Tenir ce langage, ce n’était pas renoncer aux espérances messianiques. Cela, c’était l’œuvre de Dieu, qu’il saurait bien réaliser en temps voulu. La première chose à faire était d’écarter la dynastie hérodienne. Ceux qui se soulevèrent par petites bandes furent amenés à combattre les Romains, mais il est si vrai que leur autorité n’était point directement en cause, au moins d’une façon générale, qu’après la répression de Varus, Auguste n’envoya au supplice que les parents d’Hérode, pour n’avoir pas rougi de faire la guerre à leur propre maison[2]. Néanmoins, c’est à cette époque que Josèphe fait remonter l’origine du parti de l’indépendance absolue, ce parti qu’on nomma ensuite les Sicaires, et qu’il qualifie assez étrangement de « quatrième philosophie » des Juifs. Le fondateur de la secte est Judas le Galiléen, qui souleva les Juifs à l’occasion du recensement de Quirinius. « Les partisans de cette philosophie suivaient pour tout le reste les principes des Pharisiens, mais avec un amour obstiné de la liberté, ne voulant admettre que Dieu comme chef et comme maître » [3].

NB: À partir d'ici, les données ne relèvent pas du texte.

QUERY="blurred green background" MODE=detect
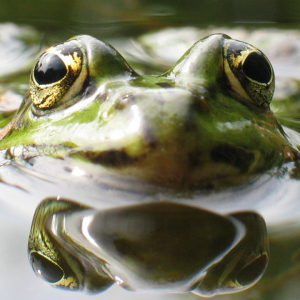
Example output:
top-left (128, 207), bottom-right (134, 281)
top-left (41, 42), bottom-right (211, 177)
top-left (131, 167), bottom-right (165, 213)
top-left (0, 0), bottom-right (300, 37)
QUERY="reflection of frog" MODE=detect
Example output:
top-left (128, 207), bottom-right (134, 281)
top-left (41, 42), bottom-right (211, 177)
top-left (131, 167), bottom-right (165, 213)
top-left (29, 199), bottom-right (269, 296)
top-left (0, 34), bottom-right (296, 189)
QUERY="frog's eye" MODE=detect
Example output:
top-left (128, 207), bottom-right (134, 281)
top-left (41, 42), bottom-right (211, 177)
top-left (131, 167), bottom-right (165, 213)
top-left (224, 40), bottom-right (275, 106)
top-left (30, 40), bottom-right (87, 111)
top-left (30, 252), bottom-right (64, 283)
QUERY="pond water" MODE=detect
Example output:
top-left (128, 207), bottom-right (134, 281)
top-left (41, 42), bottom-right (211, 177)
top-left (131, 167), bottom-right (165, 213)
top-left (0, 0), bottom-right (300, 300)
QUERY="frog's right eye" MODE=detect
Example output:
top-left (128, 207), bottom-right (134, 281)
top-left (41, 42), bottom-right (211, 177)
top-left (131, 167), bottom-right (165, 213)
top-left (30, 252), bottom-right (64, 284)
top-left (224, 39), bottom-right (275, 107)
top-left (33, 53), bottom-right (68, 85)
top-left (30, 40), bottom-right (87, 114)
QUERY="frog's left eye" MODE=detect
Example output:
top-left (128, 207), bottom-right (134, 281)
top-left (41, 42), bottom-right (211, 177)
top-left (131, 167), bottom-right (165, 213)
top-left (224, 40), bottom-right (275, 106)
top-left (30, 40), bottom-right (87, 111)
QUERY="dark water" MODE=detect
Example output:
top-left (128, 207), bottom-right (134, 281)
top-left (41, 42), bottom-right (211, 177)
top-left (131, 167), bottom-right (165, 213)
top-left (0, 0), bottom-right (300, 300)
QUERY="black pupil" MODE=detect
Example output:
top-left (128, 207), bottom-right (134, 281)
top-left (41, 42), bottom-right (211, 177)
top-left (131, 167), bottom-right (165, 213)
top-left (34, 53), bottom-right (67, 84)
top-left (30, 253), bottom-right (64, 283)
top-left (243, 52), bottom-right (272, 83)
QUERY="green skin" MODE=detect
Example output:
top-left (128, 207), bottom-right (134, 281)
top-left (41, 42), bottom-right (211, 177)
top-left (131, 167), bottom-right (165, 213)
top-left (0, 34), bottom-right (297, 188)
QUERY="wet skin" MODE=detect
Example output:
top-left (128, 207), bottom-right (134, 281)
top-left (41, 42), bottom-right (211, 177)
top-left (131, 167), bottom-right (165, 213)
top-left (0, 34), bottom-right (297, 189)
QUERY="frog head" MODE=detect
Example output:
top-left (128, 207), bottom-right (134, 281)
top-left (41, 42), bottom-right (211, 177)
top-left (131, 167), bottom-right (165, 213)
top-left (0, 34), bottom-right (296, 188)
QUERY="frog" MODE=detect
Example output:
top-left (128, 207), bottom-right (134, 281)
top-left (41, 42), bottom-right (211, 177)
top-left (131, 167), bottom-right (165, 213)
top-left (0, 30), bottom-right (290, 293)
top-left (0, 34), bottom-right (298, 293)
top-left (0, 34), bottom-right (298, 192)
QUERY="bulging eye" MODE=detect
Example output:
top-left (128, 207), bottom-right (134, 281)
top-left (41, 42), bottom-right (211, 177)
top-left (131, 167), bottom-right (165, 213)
top-left (30, 252), bottom-right (64, 283)
top-left (30, 40), bottom-right (87, 114)
top-left (224, 39), bottom-right (275, 106)
top-left (33, 53), bottom-right (68, 85)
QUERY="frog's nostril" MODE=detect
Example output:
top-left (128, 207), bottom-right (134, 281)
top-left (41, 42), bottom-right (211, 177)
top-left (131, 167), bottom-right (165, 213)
top-left (243, 52), bottom-right (272, 83)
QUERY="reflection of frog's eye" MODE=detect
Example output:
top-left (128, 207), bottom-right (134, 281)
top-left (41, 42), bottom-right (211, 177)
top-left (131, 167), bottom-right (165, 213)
top-left (224, 40), bottom-right (275, 106)
top-left (242, 52), bottom-right (272, 84)
top-left (30, 40), bottom-right (87, 114)
top-left (30, 253), bottom-right (64, 283)
top-left (236, 254), bottom-right (268, 286)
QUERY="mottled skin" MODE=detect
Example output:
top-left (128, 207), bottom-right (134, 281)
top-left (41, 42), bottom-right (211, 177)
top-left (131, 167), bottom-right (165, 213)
top-left (0, 34), bottom-right (296, 188)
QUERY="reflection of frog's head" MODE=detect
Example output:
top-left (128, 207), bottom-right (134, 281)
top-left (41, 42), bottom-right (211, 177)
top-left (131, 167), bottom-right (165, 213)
top-left (0, 34), bottom-right (293, 187)
top-left (29, 200), bottom-right (268, 296)
top-left (28, 200), bottom-right (113, 293)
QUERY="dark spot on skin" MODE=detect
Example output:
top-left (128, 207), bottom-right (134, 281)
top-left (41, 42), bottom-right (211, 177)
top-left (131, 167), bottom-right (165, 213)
top-left (79, 149), bottom-right (141, 167)
top-left (211, 144), bottom-right (255, 173)
top-left (115, 94), bottom-right (135, 110)
top-left (156, 82), bottom-right (171, 89)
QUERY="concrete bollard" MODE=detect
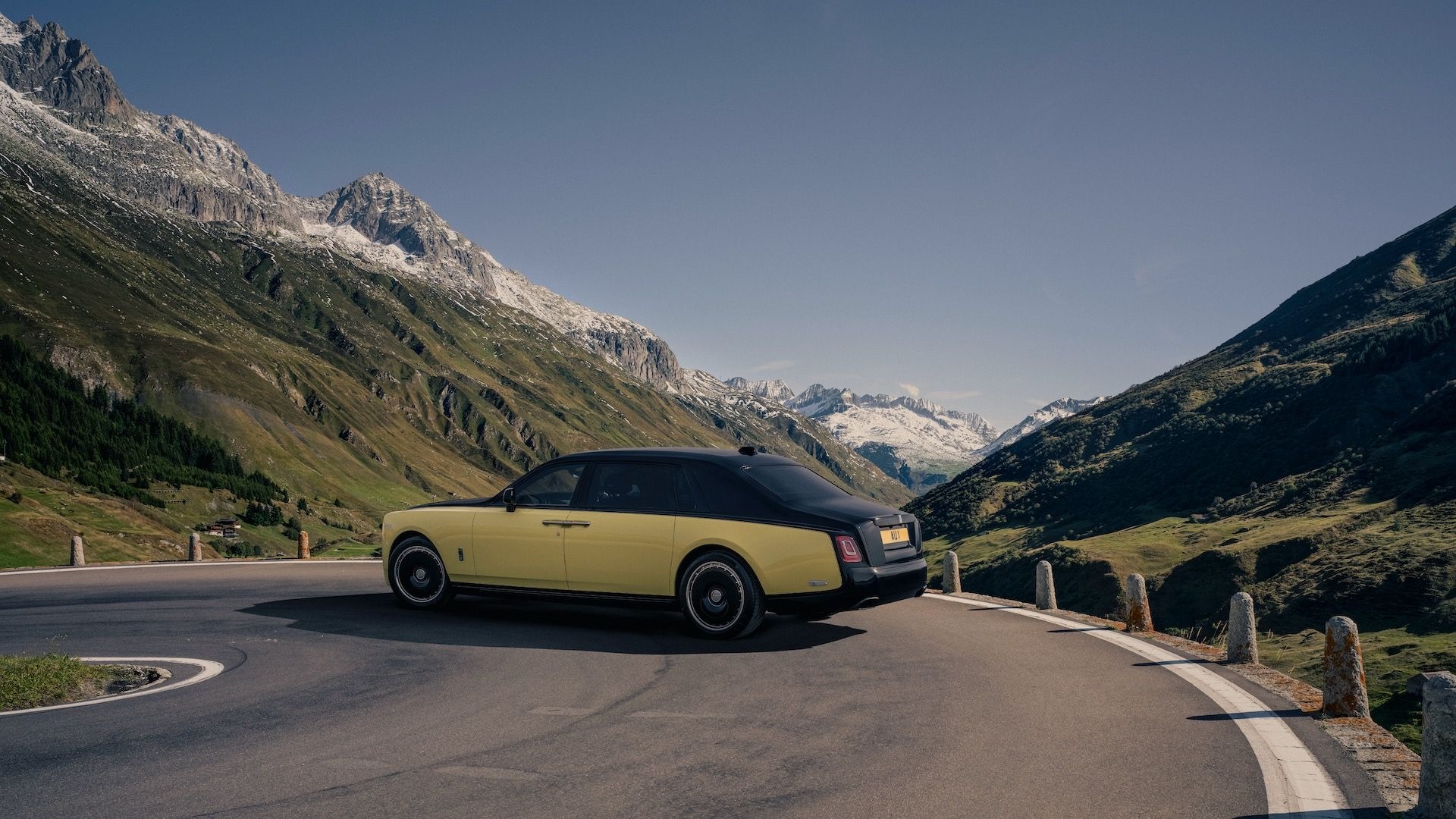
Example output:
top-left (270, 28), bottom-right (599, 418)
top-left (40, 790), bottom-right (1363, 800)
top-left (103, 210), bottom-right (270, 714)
top-left (1127, 574), bottom-right (1153, 631)
top-left (1410, 672), bottom-right (1456, 819)
top-left (1228, 592), bottom-right (1260, 663)
top-left (940, 551), bottom-right (961, 595)
top-left (1037, 560), bottom-right (1057, 610)
top-left (1325, 617), bottom-right (1370, 720)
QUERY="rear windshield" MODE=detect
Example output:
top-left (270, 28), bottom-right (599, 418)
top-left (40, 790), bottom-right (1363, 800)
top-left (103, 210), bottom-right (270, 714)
top-left (744, 463), bottom-right (847, 503)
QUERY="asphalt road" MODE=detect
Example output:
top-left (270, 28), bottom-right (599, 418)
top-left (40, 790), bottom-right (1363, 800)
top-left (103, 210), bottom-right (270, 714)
top-left (0, 563), bottom-right (1383, 819)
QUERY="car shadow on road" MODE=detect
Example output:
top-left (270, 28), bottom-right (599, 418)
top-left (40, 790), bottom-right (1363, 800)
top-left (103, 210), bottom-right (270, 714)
top-left (1233, 808), bottom-right (1392, 819)
top-left (237, 595), bottom-right (864, 654)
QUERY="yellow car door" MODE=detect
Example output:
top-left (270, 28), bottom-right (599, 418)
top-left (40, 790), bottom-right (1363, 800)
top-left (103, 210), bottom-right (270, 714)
top-left (472, 463), bottom-right (585, 588)
top-left (565, 462), bottom-right (677, 598)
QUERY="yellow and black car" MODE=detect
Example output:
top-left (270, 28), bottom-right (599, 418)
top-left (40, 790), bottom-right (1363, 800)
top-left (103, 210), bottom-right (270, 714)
top-left (383, 447), bottom-right (926, 639)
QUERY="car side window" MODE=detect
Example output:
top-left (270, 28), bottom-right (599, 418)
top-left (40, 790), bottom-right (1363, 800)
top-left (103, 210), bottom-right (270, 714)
top-left (690, 463), bottom-right (774, 517)
top-left (587, 463), bottom-right (677, 512)
top-left (516, 463), bottom-right (587, 506)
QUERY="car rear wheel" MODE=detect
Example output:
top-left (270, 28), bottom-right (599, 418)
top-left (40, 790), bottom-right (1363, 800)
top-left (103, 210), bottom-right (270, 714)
top-left (389, 538), bottom-right (454, 609)
top-left (677, 551), bottom-right (763, 640)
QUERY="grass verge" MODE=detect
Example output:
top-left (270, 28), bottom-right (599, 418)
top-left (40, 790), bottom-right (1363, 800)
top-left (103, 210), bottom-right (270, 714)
top-left (0, 653), bottom-right (147, 711)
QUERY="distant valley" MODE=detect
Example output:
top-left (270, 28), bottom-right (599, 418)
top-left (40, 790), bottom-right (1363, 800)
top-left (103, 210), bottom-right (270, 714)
top-left (726, 378), bottom-right (1102, 493)
top-left (0, 17), bottom-right (912, 566)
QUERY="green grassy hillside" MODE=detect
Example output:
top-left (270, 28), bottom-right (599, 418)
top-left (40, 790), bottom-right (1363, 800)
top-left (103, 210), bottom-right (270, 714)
top-left (908, 201), bottom-right (1456, 743)
top-left (0, 133), bottom-right (908, 568)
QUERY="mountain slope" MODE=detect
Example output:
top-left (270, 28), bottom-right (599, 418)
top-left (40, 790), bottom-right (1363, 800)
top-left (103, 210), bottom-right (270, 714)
top-left (981, 397), bottom-right (1106, 457)
top-left (0, 12), bottom-right (908, 565)
top-left (907, 209), bottom-right (1456, 739)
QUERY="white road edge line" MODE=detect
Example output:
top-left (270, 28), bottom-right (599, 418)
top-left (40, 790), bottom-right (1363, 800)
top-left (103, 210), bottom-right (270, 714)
top-left (0, 657), bottom-right (223, 717)
top-left (924, 595), bottom-right (1351, 819)
top-left (0, 557), bottom-right (384, 580)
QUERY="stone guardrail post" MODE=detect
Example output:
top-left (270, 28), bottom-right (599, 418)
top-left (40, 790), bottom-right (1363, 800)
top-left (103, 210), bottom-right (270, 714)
top-left (1323, 617), bottom-right (1370, 720)
top-left (1228, 592), bottom-right (1260, 663)
top-left (1037, 560), bottom-right (1057, 612)
top-left (940, 551), bottom-right (961, 595)
top-left (1127, 574), bottom-right (1153, 631)
top-left (1410, 672), bottom-right (1456, 819)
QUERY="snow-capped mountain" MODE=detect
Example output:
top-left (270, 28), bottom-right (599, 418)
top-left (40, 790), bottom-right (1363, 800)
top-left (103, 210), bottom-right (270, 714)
top-left (723, 378), bottom-right (793, 403)
top-left (0, 16), bottom-right (682, 392)
top-left (726, 378), bottom-right (996, 490)
top-left (0, 9), bottom-right (901, 498)
top-left (981, 395), bottom-right (1106, 448)
top-left (723, 378), bottom-right (1103, 491)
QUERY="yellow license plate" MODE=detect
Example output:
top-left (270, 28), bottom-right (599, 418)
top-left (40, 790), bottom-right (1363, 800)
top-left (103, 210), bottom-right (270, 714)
top-left (880, 526), bottom-right (910, 547)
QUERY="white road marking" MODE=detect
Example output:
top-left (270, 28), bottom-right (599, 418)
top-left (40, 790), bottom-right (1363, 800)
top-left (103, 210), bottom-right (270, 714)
top-left (532, 705), bottom-right (592, 717)
top-left (0, 657), bottom-right (223, 717)
top-left (924, 595), bottom-right (1351, 819)
top-left (628, 711), bottom-right (734, 720)
top-left (435, 765), bottom-right (544, 783)
top-left (0, 557), bottom-right (384, 580)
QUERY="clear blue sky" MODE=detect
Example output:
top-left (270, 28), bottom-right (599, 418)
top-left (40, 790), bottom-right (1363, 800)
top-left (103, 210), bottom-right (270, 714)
top-left (11, 0), bottom-right (1456, 427)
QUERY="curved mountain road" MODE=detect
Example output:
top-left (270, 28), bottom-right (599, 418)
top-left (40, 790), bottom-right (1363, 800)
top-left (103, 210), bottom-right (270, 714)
top-left (0, 563), bottom-right (1383, 819)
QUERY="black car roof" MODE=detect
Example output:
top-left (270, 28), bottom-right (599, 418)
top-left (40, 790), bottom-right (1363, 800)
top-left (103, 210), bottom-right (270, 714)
top-left (556, 446), bottom-right (798, 466)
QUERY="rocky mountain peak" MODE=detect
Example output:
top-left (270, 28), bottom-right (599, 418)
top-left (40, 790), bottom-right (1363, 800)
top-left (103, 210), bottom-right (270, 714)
top-left (723, 376), bottom-right (793, 403)
top-left (306, 171), bottom-right (500, 299)
top-left (0, 17), bottom-right (136, 125)
top-left (0, 14), bottom-right (21, 46)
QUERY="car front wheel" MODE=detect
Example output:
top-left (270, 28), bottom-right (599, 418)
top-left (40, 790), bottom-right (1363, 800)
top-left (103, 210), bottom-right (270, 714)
top-left (389, 538), bottom-right (453, 609)
top-left (677, 551), bottom-right (763, 640)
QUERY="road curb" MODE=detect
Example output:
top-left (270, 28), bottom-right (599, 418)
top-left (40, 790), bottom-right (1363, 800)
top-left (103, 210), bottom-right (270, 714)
top-left (926, 590), bottom-right (1421, 813)
top-left (0, 657), bottom-right (224, 718)
top-left (0, 557), bottom-right (383, 577)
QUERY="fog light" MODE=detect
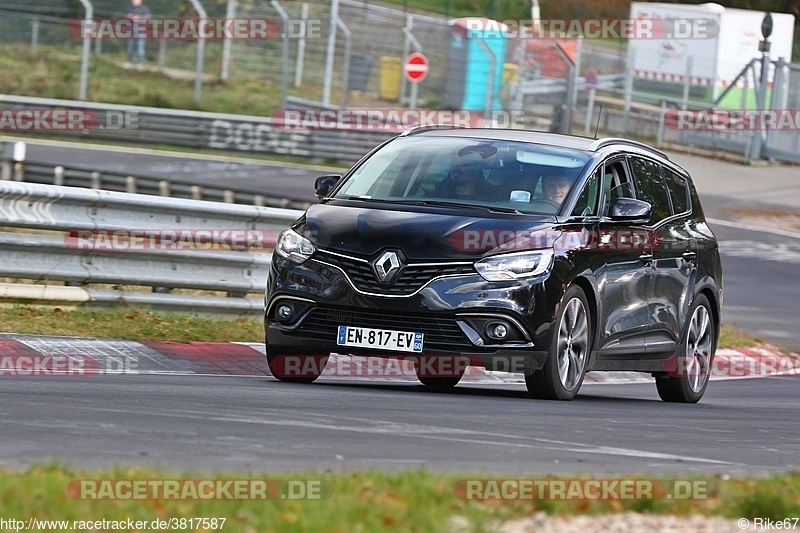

Le mot d’ordre excluait aussi bien les Romains que les descendants d’Hérode, aussi Josèphe reconnaît-il là le germe de tous les malheurs de la nation sous Gessius Florus, lors de la révolte générale.

Dans quelle mesure cette sorte de démocratie religieuse excluait-elle un roi vraiment national, un roi Messie ? il n’est pas aisé de le dire. Il est même probable qu’en refusant l’obéissance à toute personne humaine on n’avait guère en vue que des étrangers, puisque ces indépendants indomptables ont toujours eu des chefs, et que plusieurs ont essayé de prendre le titre de rois.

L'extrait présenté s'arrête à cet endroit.